Funny. But I don’t think McClellan is Piggy. Piggy was a pitiable character, whose wretched desperation without his glasses was excruciatingly sad; I felt bad for Piggy, even as I wanted to smack him in the head and tell him to get with the program for his own good. If a giant rock fell on McClellan’s head, I’d probably have as much sympathy as I would at the sight of any other crushed robot programmed to lie to me on a daily basis.
I understand the impulse, though. There was a time I almost had some compassion for McClellan. He reminds me of a doughy freshman waterboy, who didn’t mind that the football players snapped his ass with wet towels and put their stinky jockstraps on his head for a laugh, because at least he got to be near them. He seemed hopeful of being cool by association, without, seemingly, the faintest notion that the coolness to which he aspired was not really cool at all, but a bombastic cruelty masking the chronic insecurity of vapid cowards, in spite of their undeserved privilege. I remember seeing such kids when I was of that age, kids about whom I’d think, “You’re so much more interesting than the cads you adore, or would be, if you stopped adoring them.” It was a posture that has always made me blanch, even as it has evoked my sympathy.

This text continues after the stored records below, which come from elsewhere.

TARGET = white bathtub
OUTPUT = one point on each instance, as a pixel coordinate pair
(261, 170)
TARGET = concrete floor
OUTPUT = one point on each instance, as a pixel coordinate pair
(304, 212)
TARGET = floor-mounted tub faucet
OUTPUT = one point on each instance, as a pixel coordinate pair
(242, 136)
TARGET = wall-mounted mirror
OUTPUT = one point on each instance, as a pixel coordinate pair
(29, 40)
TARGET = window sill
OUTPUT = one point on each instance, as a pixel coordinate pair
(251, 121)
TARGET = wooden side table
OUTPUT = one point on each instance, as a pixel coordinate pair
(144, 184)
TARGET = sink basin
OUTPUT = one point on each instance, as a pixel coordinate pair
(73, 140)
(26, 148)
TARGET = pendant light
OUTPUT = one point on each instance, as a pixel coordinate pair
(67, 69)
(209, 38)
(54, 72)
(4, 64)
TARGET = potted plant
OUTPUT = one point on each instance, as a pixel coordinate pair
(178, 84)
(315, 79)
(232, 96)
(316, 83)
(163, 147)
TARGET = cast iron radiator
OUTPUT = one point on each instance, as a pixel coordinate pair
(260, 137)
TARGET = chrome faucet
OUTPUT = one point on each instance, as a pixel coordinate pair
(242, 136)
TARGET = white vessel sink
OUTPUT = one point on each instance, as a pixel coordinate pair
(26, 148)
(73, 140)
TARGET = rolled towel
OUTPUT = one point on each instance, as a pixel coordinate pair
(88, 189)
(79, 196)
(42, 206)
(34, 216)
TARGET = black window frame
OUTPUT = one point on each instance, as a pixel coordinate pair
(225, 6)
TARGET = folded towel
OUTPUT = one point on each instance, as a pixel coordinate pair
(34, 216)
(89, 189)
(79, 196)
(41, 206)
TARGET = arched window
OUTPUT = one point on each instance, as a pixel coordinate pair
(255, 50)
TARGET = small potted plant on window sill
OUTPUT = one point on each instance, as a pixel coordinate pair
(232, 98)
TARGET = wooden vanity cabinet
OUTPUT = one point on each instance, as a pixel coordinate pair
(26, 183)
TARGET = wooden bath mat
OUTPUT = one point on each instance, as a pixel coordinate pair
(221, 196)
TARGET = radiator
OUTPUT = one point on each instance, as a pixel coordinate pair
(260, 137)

Those kids went one of two ways, after spending some amount of time swallowing their pride as their unworthy idols heaped abuse upon them for a passing amusement. Either they eventually wised up, and when a nicer, if not so popular, group of kids extended a tacit invitation to become part of their peer group, they gladly, and with some relief, accepted—or they never learned, internalizing the bullying, and, instead of extricating themselves from the group of nonfriends, lashed out at anyone who had the distinct misfortune of being even more vulnerable than they were. The hopeless wannabes, insistent on standing their ground and fueled by a gossamer promise of social elevation that would never come to fruition, were, in the end, the meanest of the lot. They were the ones who would pick on the cripples, the retards, the fags, the fat kids, the kid with the lazy eye. They’d serve as court jester to the kings by teasing a Downs classmate with a game of keepaway, hating him only because they refused to admit they hated themselves.

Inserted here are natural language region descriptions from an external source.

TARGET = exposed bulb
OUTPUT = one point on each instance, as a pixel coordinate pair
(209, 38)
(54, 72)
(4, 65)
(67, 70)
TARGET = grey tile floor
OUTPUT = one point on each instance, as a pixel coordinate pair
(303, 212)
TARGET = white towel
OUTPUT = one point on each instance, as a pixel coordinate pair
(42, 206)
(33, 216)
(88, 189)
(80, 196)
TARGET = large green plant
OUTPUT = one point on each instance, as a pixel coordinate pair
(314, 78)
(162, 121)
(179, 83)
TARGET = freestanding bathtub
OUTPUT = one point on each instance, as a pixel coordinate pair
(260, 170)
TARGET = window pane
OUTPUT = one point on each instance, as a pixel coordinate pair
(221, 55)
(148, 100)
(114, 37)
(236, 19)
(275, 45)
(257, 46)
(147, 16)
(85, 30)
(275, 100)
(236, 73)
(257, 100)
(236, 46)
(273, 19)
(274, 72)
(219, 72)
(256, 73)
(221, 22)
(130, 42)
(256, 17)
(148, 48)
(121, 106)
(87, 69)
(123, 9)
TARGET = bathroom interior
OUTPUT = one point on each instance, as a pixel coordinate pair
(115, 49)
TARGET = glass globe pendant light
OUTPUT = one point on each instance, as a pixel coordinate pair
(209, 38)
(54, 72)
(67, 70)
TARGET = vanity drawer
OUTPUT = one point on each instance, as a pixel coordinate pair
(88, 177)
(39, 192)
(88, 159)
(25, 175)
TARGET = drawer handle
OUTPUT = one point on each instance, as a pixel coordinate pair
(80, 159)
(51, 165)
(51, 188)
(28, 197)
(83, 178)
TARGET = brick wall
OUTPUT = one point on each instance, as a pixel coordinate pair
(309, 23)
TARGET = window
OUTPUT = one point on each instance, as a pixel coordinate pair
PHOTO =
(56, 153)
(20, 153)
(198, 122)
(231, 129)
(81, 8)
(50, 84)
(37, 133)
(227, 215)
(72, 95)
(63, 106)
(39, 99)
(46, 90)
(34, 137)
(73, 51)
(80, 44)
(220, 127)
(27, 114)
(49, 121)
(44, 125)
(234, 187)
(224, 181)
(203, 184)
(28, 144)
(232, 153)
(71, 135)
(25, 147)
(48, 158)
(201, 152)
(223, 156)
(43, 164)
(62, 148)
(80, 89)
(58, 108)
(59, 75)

McClellan’s stuck with it. The captain of the team stays the course, and, by god, so does he. I can precisely imagine his being greeted after a tough Q&A by having his behind snapped with a GWB-monogrammed towel. And every day he waits on the sidelines and watches the team captain with all his pals—Big Time, Turd Blossom, Tangent Man, Guru, Fredo—and he wonders when he’ll get a nickname, too. Because that would be just so cool. And it’s the least he deserves after defending the whole lot of them every single day, after being so loyal for oh so long.
I don’t know if McClellan read Lord of the Flies when he was in high school, or Animal Farm, or whether he was too busy lugging water around. It certainly seems like he read Emerson though: “A foolish consistency is the hobgoblin of little minds, adored by little statesmen and philosophers and divines.” I just don’t think he got it. It wasn’t designed as a recommendation.